DESCRIPTION (provided by applicant): Columbia University proposes to continue its NLM-supported training program in biomedical informatics, initiated in 1992. Our goal is to help shape this evolving discipline by providing a research-oriented program that offers rigorous training in the information and computational sciences integrated with exposures to real-world systems in the clinical and research settings at Columbia University Medical Center and in local and global communities, and with exposures to translational activities from bench to bedside. We have developed and evolved a curriculum that assures that our graduates will be familiar with the breadth of the field and will be versed in its methods. Each trainee selects an area of specialization: clinical informatics, public health informatics, clinical research informatics, translational bioinformatics, or, potentially, a combination. Our degrees generally require two to three years for the M.A. and four or more years for the Ph.D.

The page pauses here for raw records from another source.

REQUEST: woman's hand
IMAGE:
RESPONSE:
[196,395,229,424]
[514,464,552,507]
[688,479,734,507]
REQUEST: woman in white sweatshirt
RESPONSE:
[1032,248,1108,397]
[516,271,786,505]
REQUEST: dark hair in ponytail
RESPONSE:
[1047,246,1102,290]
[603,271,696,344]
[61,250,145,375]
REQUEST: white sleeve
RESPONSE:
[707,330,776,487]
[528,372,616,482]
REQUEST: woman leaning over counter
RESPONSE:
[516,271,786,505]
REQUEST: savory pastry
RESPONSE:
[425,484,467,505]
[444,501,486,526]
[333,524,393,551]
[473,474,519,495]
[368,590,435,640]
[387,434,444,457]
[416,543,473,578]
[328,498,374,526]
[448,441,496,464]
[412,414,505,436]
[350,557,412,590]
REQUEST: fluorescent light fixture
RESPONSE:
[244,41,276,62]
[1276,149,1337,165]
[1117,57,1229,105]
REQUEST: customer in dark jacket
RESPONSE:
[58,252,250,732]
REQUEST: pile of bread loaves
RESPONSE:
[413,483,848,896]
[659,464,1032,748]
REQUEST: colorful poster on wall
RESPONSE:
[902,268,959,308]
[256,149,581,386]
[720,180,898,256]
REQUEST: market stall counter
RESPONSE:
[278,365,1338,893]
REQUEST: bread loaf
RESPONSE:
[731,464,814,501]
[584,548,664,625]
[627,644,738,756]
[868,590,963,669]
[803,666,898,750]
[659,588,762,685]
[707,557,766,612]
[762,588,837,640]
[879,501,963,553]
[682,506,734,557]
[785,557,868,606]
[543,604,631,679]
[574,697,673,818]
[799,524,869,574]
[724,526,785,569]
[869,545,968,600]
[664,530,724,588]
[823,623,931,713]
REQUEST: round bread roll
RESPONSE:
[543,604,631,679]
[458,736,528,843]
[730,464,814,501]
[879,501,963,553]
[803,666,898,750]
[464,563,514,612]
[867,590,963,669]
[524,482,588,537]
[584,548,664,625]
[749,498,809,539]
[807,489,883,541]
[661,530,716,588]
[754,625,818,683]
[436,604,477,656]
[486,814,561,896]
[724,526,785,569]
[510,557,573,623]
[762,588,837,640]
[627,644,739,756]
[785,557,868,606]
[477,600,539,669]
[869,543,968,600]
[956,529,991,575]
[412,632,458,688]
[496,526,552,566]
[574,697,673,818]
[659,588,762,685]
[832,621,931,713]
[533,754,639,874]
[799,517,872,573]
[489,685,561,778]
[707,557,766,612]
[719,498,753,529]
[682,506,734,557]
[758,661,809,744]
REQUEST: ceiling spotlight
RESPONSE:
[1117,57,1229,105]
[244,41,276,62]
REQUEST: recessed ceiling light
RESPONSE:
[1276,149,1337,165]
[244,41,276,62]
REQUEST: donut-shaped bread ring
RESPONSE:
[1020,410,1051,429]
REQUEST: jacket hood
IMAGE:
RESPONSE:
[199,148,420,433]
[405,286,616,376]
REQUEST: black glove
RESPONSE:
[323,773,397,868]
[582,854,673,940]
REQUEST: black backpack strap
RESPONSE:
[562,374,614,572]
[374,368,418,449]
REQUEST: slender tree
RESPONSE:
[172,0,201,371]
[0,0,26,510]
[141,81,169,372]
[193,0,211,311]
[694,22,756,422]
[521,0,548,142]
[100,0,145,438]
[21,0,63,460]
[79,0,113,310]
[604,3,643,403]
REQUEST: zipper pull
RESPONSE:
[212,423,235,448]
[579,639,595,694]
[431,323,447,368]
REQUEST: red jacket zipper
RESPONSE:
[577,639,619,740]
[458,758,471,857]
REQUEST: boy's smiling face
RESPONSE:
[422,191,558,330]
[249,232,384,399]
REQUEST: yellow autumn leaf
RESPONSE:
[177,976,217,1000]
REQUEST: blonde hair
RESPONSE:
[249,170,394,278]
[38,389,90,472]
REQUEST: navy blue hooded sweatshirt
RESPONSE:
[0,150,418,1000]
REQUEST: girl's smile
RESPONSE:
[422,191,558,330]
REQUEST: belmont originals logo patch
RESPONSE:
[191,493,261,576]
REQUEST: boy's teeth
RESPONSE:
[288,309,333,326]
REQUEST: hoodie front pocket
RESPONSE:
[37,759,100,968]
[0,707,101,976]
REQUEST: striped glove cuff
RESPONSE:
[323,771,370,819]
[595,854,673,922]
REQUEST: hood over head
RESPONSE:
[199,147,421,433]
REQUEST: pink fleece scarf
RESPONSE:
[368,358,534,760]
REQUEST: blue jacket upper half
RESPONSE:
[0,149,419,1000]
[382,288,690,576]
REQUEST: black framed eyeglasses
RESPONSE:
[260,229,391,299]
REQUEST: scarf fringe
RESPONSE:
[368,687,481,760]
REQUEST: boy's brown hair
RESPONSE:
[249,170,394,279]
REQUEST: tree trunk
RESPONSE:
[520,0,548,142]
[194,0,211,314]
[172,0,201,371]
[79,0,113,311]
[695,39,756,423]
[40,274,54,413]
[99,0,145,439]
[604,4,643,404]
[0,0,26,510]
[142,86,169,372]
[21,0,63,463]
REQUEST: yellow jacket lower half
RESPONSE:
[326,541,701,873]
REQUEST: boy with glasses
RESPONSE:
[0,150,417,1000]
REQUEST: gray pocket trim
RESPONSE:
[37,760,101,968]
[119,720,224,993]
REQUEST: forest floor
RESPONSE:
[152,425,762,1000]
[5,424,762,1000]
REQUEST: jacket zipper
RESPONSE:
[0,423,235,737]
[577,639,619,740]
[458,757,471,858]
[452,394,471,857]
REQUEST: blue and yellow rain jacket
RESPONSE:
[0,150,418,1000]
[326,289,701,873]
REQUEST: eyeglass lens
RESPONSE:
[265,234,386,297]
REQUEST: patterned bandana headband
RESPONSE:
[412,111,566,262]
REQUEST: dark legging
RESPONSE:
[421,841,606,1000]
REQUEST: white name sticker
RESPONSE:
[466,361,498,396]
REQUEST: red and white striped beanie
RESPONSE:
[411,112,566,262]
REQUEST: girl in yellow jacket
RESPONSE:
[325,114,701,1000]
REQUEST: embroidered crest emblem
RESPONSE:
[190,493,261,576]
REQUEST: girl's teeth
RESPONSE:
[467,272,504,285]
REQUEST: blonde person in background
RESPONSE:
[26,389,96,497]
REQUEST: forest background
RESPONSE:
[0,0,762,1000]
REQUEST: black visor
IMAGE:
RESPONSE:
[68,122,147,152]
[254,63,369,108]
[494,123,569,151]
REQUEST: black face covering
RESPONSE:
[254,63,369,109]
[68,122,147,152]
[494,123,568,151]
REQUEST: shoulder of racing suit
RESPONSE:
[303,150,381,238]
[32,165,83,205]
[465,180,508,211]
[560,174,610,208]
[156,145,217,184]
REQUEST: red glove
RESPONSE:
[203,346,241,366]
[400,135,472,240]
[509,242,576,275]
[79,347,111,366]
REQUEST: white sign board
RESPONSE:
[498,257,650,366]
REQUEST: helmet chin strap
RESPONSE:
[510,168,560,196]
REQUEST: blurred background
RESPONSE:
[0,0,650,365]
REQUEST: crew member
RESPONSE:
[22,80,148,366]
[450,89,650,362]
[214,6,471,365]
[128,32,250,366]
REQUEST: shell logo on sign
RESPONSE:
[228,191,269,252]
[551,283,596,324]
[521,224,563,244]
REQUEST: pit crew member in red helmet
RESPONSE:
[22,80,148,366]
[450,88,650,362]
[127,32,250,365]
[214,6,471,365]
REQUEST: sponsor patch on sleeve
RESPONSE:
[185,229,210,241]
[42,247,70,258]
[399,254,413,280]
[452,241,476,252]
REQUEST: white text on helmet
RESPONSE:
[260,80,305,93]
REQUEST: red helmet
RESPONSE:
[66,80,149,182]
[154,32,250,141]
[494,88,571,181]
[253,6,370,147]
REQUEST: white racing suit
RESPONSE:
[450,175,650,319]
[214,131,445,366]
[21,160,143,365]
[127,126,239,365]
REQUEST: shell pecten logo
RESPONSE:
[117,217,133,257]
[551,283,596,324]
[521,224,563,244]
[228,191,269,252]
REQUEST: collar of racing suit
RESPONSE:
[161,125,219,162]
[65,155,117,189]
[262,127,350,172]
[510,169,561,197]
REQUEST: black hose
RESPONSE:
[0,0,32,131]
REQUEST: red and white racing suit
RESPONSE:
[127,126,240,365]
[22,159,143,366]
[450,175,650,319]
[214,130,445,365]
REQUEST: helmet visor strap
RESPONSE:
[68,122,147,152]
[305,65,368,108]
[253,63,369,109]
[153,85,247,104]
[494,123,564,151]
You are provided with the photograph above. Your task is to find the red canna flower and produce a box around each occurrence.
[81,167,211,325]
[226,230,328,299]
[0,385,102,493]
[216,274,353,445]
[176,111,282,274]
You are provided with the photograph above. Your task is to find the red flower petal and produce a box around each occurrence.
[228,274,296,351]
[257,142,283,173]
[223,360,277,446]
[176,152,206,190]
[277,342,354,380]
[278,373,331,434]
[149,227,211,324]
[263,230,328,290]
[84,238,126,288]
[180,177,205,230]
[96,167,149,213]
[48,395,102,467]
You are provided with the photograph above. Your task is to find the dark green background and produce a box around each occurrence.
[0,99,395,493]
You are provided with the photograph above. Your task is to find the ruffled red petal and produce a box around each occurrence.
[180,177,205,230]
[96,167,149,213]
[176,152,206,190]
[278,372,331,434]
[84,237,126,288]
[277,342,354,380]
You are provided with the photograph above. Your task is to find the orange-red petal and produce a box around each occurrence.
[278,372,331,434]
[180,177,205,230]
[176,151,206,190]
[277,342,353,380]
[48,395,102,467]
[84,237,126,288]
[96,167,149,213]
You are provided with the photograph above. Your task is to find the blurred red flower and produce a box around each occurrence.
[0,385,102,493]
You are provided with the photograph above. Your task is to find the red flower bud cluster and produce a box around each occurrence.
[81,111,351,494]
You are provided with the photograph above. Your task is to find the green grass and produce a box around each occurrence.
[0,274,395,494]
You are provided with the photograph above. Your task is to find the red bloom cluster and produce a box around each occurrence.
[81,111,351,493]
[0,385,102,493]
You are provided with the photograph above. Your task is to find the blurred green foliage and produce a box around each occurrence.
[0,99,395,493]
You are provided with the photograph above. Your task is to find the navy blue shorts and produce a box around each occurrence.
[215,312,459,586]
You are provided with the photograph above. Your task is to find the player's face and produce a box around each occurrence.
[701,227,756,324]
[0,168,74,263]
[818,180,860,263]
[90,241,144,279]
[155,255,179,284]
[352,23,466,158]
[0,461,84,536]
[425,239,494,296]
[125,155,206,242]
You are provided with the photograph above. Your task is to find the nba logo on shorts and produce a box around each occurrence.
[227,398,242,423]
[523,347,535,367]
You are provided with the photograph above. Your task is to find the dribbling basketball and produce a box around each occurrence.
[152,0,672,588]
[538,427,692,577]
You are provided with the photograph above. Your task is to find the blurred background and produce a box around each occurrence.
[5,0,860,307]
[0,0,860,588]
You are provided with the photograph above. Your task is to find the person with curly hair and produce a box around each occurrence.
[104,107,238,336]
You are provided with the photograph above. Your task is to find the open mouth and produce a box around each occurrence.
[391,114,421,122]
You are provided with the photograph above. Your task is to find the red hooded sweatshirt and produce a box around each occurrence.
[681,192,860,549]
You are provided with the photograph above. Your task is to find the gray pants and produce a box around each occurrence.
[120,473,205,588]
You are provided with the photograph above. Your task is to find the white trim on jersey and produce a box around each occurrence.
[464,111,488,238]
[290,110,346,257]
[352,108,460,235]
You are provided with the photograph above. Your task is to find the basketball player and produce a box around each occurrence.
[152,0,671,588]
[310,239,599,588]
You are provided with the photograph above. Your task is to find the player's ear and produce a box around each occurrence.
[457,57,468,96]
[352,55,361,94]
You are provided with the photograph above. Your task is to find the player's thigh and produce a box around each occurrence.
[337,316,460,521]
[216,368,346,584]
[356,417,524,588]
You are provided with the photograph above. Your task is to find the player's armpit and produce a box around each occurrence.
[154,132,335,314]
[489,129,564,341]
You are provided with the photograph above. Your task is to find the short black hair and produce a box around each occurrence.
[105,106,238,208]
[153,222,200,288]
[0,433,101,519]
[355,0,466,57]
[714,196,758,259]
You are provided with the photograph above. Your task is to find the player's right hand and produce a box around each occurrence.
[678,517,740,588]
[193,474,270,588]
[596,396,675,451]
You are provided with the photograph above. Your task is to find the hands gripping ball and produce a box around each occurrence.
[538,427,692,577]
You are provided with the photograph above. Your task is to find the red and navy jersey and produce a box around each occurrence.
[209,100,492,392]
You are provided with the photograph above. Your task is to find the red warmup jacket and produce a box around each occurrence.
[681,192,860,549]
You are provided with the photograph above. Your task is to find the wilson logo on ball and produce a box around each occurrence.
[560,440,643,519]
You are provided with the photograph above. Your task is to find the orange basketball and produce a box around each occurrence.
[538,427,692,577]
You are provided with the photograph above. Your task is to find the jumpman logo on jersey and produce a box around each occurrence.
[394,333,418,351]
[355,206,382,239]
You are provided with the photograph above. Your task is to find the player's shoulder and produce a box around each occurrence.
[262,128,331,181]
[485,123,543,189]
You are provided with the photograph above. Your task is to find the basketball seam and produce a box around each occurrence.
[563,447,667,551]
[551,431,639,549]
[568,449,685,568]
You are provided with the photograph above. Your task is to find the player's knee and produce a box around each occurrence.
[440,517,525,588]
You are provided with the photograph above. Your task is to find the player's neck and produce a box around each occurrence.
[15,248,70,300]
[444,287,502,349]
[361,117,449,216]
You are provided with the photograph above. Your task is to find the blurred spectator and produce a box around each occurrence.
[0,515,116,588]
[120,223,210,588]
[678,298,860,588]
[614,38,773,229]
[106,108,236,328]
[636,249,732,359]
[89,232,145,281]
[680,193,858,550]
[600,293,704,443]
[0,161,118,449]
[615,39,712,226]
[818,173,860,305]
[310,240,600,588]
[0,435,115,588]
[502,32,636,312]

We are proposing to enroll 10 NLM-supported pre-doctoral trainees and 5 NLM-supported post-doctoral trainees (including degree and non-degree) per year. We expect 24 PhD students and 7 post-doctoral trainees in our entire (NLM and non-NLM) program in September 2011. Since approval of our degree program, we have graduated 46 PhD students, and 50 NLM- supported post-doctoral trainees, 36 of which received master's degrees.
We have a large, internationally recognized faculty with consistent involvement in national biomedical informatics projects. In addition, our clinical information systems service responsibilities offer trainees opportunities to get first-hand exposure to, and training on, state- of-the-art clinical, educational, administrative, and research information systems. Education for our trainees involves one-on-one experience with faculty members, working on research projects that in many cases are conceived by the students themselves. Most trainees are formal degree candidates and take coursework from within the Department and from the excellent resources available at Columbia University. Our new initiative in lifelong learning skills is encouraging team-based and portfolio-based learning. The faculty, research staff, and students form a critical mass for providing a provocative environment for the seminars, journal clubs, and discussions.